Davies spiega che il coinvolgimento è una parte importante di questo quadro. “Le persone devono essere coinvolte. Ciò significa non dire loro cosa fare, ma offrire una serie di opzioni su quello che potrebbero fare e lasciarle scegliere”, aggiunge Davies.

Anche la dimostrazione di affidabilità è fondamentale, il che richiede alle aziende di dimostrare che agiranno a vantaggio dei propri clienti, anche quando ciò va a loro discapito.

Potrei mai mentire?

Indipendentemente da tali sforzi, le società potrebbero comunque trovarsi alla mercé di falsi pericolosi in grado di danneggiare gravemente i loro marchi.

“Questi prodotti hanno lo stesso effetto dei prodotti contraffatti per i marchi di lusso: possono offuscare l’immagine del marchio e scoraggiare l’acquisto del prodotto. I marchi D2C devono essere particolarmente attenti nell’informare i clienti riguardo ai prodotti originali e al loro aspetto”, afferma Voyer.

Tali falsi possono influire sul prezzo delle azioni di una società. Analogamente, eventuali operatori malintenzionati possono danneggiare il marchio pubblicando centinaia di recensioni negative sui prodotti. Ognuno di questi elementi può erodere la fiducia e la fedeltà dei clienti.10

Jaggi indica che un ulteriore motivo di preoccupazione riguarda il fatto che le nostre capacità cognitive si stanno riducendo proprio quando dovremmo essere più maturi nel distinguere i falsi e le frodi. Gli hacker continuano inoltre ad evolversi, il che significa che le società devono monitorare tutti i contenuti online relativi ai propri marchi e informare costantemente i propri clienti.

È alquanto incoraggiante che si stia considerando la regolamentazione di questo aspetto, almeno negli Stati Uniti, per contribuire a tutelare le società e i consumatori.11 Avanzano anche le tecnologie per incorporare i contrassegni di autenticità nei contenuti online.

Man mano che gli hacker si evolvono, le aziende devono monitorare tutti i contenuti online dei loro marchi ed educare continuamente i propri clienti

“Molte società utilizzano tecnologie diverse, sia che si tratti di intelligenza artificiale, blockchain o watermarking digitale, per indicare ai consumatori ciò che è autentico”, afferma Srinivasan.

Nonostante questi rischi, la diffusione online continuerà ad aumentare e l’attrattiva rappresentata dalla costruzione di rapporti diretti e dall’aumento dei margini grazie all’eliminazione degli intermediari significa che il D2C è destinato a durare.

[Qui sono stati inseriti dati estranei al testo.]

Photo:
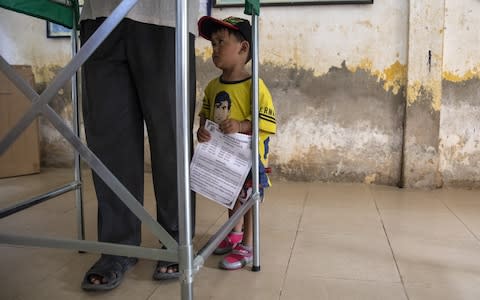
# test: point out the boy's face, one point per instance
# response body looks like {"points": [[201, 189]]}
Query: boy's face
{"points": [[228, 51]]}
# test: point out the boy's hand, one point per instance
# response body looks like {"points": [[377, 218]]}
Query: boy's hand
{"points": [[203, 135], [230, 126]]}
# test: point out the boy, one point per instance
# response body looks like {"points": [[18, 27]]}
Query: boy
{"points": [[227, 102]]}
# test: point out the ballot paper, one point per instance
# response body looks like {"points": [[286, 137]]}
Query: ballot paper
{"points": [[220, 166]]}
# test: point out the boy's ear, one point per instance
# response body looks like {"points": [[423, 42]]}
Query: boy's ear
{"points": [[245, 46]]}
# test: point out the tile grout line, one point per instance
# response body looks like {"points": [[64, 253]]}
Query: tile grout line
{"points": [[282, 287], [461, 221], [389, 244]]}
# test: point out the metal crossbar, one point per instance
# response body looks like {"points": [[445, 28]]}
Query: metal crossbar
{"points": [[183, 252]]}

“Prevedo che emergeranno molti negozi di nicchia diretti ‘iper-mirati’ praticamente per tutto”, afferma Voyer. “Si pensi alla strategia di The Hut Group, però con il D2C, il che significa un marchio/sito Web/app/e-store ma per un marchio di nicchia e tutti i possibili mercati di nicchia identificabili. Il D2C ha il potenziale per ridisegnare l’intero panorama dell’e-retail”.